I do not want your Open Data API, I’d rather scrape your website

2016, April 01

Why don’t you like APIs for Open Data?
A question I get way too often

What is not to like about APIs? Today, if you want to be cool, you have an API for third parties to integrate with basically anything. While there is a lot of uncertainty about what an API exactly is, we can agree it is something which third party developers can use in their programming code to do something. APIs exist to talk to your IoT devices, APIs exist to other people’s software routines and libraries, and APIs exist to exchange data between different parties. And truly, I love this idea!

But when publishing Open Data, what people mean by “I want an API” can only be two things:

The developer wants small fragments of the data which can be retrieved in JSON or XML (I know, you probably want JSON, but hey, also government and enterprise people are reading this blog!) instead of having to download a data dump or scraping HTML pages.
The developer is lazy (in most cases this is a good property of a developer) and (s)he wants the data publisher to pay for a free service for their app.

For the first point: great you are advocating for open web standards such as JSON! Yet, what you are advocating for now, is a whole new channel, which requires new funding only to set it up: new servers, new consultants programming HTTP interfaces, new ETLs, etc. Because of observation that these APIs often then become a second inferior channel, some thought leaders started preaching “API first!”. This way, they preach their website itself should use this API to show the data. The core idea is good: document all your resources and work on a decent http URI-strategy. However, why do you still need a separate API? Your HTML pages are also resources part of this http URI-strategy, so you could as well just return JSON on a page using the http Accept header, or annotate your HTML pages with machine readable snippets.

For the second point, I will need a new chapter:

Services vs. data publishing

When you are creating a production ready app, you do not want the government to host e.g., your full text search service. Can you imagine Google relying on the full text search of your government to give you search results? Of course not:

you cannot rely on the government to provide you a reasonable uptime for this service that will be harder and harder to keep online if your user base grows
there are many different parameters to a full text search query, and if you want to innovate, you need to be in control of the query execution algorithm
you cannot ask combined full text search queries over different governmental websites: you can only ask the servers separately, but integrating both result sets will be troublesome.

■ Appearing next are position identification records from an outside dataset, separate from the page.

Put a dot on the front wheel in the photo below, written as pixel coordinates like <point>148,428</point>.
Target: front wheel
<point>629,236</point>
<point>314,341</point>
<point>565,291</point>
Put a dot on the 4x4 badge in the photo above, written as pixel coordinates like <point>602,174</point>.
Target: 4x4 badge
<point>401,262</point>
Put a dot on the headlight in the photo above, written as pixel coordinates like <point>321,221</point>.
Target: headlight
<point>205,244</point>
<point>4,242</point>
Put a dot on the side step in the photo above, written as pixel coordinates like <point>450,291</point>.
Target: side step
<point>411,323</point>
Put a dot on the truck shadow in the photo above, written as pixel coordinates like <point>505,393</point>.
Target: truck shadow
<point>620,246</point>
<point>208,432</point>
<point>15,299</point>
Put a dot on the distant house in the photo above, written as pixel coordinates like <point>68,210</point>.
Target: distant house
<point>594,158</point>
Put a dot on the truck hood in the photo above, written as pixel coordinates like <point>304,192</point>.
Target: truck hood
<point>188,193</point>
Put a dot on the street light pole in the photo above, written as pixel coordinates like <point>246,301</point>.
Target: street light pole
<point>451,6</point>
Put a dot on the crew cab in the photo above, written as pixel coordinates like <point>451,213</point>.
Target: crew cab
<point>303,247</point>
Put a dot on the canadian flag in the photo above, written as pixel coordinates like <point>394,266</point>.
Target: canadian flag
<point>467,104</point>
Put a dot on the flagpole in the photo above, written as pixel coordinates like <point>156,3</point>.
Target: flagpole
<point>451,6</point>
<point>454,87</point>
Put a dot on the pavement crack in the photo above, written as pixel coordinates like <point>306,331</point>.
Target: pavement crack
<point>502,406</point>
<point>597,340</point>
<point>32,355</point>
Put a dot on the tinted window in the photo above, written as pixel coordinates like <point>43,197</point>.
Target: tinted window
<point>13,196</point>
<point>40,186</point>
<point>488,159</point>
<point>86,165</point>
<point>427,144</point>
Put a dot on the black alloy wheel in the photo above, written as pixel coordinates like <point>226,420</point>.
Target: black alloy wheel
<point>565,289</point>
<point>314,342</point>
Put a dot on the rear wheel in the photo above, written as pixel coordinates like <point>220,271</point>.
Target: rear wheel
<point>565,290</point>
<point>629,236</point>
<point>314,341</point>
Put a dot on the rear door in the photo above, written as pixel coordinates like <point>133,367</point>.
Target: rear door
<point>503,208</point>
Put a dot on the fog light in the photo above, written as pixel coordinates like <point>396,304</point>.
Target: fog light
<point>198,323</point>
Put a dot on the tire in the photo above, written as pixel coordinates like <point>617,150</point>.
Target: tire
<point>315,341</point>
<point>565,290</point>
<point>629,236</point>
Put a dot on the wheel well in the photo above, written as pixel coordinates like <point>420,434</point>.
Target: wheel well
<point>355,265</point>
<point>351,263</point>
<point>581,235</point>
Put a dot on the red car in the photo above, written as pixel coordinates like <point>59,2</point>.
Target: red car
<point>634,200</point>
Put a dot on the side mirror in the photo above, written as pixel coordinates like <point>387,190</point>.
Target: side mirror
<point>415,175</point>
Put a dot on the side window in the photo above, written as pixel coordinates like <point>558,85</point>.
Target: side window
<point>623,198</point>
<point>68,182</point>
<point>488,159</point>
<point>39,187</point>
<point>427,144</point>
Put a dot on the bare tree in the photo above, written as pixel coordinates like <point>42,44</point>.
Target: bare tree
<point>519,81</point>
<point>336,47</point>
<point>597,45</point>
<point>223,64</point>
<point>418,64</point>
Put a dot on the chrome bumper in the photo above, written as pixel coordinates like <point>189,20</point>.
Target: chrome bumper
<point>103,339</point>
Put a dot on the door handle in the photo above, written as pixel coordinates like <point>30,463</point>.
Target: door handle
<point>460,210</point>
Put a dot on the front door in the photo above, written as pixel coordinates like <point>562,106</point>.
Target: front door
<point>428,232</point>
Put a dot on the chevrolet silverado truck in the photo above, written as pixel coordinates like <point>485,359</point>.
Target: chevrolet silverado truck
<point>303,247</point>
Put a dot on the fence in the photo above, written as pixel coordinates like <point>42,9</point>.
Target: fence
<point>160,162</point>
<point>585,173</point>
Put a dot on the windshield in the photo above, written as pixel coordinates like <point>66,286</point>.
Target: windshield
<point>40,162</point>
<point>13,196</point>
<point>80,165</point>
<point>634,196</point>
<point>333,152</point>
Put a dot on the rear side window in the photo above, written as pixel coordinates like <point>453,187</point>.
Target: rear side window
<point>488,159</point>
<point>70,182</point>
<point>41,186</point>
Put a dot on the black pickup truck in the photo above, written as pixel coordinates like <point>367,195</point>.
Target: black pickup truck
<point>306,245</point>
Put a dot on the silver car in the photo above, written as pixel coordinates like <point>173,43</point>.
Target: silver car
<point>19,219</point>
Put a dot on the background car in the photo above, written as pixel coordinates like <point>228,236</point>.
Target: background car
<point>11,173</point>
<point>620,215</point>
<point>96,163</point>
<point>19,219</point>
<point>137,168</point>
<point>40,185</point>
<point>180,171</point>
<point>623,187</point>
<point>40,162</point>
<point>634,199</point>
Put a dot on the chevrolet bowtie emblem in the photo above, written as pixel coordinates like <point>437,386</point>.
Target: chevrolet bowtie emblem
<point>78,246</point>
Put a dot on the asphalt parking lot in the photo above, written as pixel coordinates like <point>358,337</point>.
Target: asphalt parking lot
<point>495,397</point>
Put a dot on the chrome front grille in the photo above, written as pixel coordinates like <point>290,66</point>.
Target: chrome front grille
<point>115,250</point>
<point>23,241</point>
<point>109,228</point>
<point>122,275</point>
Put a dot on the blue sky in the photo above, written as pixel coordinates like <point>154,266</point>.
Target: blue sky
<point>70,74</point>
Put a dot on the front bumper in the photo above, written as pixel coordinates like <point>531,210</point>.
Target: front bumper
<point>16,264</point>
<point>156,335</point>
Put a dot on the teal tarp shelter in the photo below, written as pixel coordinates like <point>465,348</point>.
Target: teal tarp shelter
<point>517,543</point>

Other example services than full text search services are things like geo-queries, or exposing a query language such as graphql, sparql or sql, or route planning, or geocoding, or …

So, if you want to use data from the government in your production apps or your next start-up, you will want data access which allows you to replicate the entire dataset on your own machines. That is why we need the government to publish their data licensed under e.g., a CC0 license.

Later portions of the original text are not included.